A Data availability statement for accepted articles has been requested by the Nature Research journals for the past three years1. In this statement, our authors declare how the data behind their published research can be accessed by interested readers, and disclose any potential restriction limiting data sharing. This initiative, aiming at increasing the reproducibility of our papers, has been seamlessly accepted by researchers, who have promptly added this declaration to their manuscripts submitted to the Nature titles. However, in the vast majority of cases data have remained locked up in the authors’ drawers, and allowed to see the light only ‘upon request’.

Credit: Peter Cade/Getty

In their contribution to the Why it Matters column, Natasha Noy, computer scientist at Google Research, and Aleksandr Noy, materials scientist at the Lawrence Livermore National Laboratory in California, USA, reveal that a disappointingly small fraction of the papers published in the first 10 issues of Nature Materials in 2019 provided publicly accessible links to data repositories. Yet for materials scientists there are plenty of good reasons to share data — for instance, their results can be merged with those of other labs to create larger datasets, and used for further statistical analysis or for a better training of machine learning algorithms for materials discovery. In addition, several research funders already mandate the public availability of data generated by the researchers they financially support; similarly, publicly funded large-scale facilities require their users to give unrestricted access to their results. Above all, sharing promotes transparency and pushes scientists to scrutinize their own laboratory practices related to the production, presentation and storage of research output.

Public repositories, which provide digital identifiers to facilitate proper credit attribution to authors and ensure permanent preservation of the data, are widespread on the Internet. For instance, a list of repositories endorsed by the relevant scientific communities for specific datasets can be found in the Nature Research policies on availability of data (https://www.nature.com/nature-research/editorial-policies/reporting-standards#availability-of-data) — and the list is rapidly growing. Discovery of these datasets is also becoming increasingly easier thanks to the development of dedicated search engines, such as Google Dataset Search (https://toolbox.google.com/datasetsearch), developed by Natasha Noy and her colleagues.

To make the whole process work efficiently, an extra step is needed from researchers. They have to prepare their data in a shareable form and add metadata that describe the data measured, the techniques and experimental conditions used, and other information key to understanding the content provided. Yet Natasha and Aleksandr Noy explain that several repositories are streamlining this procedure by generating such metadata automatically from the details provided by the authors during upload, and other tools are available to generate them independently.

Now, to further encourage our authors to make that extra step, our journals have modified the requirements for the preparation of the Data availability statement on acceptance of scientific articles for publication. If data, as well as custom computer code used in the article, can be made available only upon request, we will ask for an explanation of the reasons in the published statement. We hope that reflecting on any assumed barriers to sharing will help authors remove them whenever possible, and transparently motivate those cases where specific roadblocks exist that cannot be overcome (for instance, for the presence of sensitive information or personal data that cannot be anonymized).
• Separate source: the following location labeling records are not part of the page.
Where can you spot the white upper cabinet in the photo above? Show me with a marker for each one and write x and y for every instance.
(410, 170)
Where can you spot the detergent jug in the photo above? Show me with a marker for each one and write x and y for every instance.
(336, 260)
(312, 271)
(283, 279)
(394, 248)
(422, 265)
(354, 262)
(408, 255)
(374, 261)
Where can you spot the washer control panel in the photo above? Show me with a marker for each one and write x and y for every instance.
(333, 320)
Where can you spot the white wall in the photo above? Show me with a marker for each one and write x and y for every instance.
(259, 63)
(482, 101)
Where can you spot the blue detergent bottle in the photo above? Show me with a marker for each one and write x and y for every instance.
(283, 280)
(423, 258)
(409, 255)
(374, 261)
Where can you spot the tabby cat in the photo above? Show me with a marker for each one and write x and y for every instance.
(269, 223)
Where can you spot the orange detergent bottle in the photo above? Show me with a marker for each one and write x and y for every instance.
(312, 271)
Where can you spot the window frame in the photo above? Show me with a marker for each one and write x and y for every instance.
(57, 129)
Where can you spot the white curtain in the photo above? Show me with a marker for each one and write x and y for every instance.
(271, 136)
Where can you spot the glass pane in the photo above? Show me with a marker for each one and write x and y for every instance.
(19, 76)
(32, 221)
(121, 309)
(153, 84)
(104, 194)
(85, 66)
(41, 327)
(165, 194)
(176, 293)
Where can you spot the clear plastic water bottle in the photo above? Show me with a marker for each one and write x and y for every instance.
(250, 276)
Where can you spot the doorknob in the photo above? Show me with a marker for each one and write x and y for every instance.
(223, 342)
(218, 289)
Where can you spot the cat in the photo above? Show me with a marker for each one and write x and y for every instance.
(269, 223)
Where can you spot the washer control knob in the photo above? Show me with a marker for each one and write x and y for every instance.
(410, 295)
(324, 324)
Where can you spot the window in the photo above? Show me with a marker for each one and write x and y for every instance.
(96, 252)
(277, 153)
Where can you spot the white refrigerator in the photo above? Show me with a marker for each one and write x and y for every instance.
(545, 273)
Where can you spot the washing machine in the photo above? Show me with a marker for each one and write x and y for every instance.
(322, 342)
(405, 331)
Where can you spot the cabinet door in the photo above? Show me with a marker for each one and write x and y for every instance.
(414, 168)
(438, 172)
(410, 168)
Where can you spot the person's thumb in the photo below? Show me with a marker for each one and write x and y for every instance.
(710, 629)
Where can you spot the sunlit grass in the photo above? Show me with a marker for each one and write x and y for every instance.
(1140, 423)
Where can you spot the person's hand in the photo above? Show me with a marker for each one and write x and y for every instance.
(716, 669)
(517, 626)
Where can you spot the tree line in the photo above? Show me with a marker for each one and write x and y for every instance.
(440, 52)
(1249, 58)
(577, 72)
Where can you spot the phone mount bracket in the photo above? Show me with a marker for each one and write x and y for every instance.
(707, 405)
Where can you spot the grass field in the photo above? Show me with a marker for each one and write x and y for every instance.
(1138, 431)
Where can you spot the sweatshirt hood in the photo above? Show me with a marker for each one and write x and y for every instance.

We are also providing more space for data in the web pages of Nature Materials. Following the example of Nature, we will now allow the publication of up to ten Extended Data figures, which will be integrated in the HTML version of the paper and added to the main PDF online (but not included in the printed version). This will give these figures more visibility with respect to the results presented in the Supplementary Information, and as such researchers are welcome to use them to report key supporting evidence that strengthens the claims of the paper. Importantly, authors are also encouraged to provide ‘source data’ for all the figures reported in the main manuscript and Extended Data. These could be unprocessed source images for electrophoretic gels and blots (which we already asked to include in the Supplementary Information, https://www.nature.com/nature-research/editorial-policies/image-integrity) or microscopy data, as well as tabulated numerical data underlying the graphs presented in the article. A link to the related source data, which are published online as individual supplementary files, will be provided at the bottom of each figure in the HTML version of the paper. Hopefully this will make life easier for researchers that wish to perform additional analyses on published data and that, until now, had to use dedicated software to extract data points from our charts. Both Extended Data figures and source data will not be mandated — authors will decide whether to make use of these features or not. Like with the use of public repositories, however, we expect a large uptake from the whole materials science community.

Data are the backbone of every scientific discovery; they are the ground on which researchers confront opinions, debate theories and build collaborations. Unlock them from your drawers and hard drives, and give them the visibility they deserve.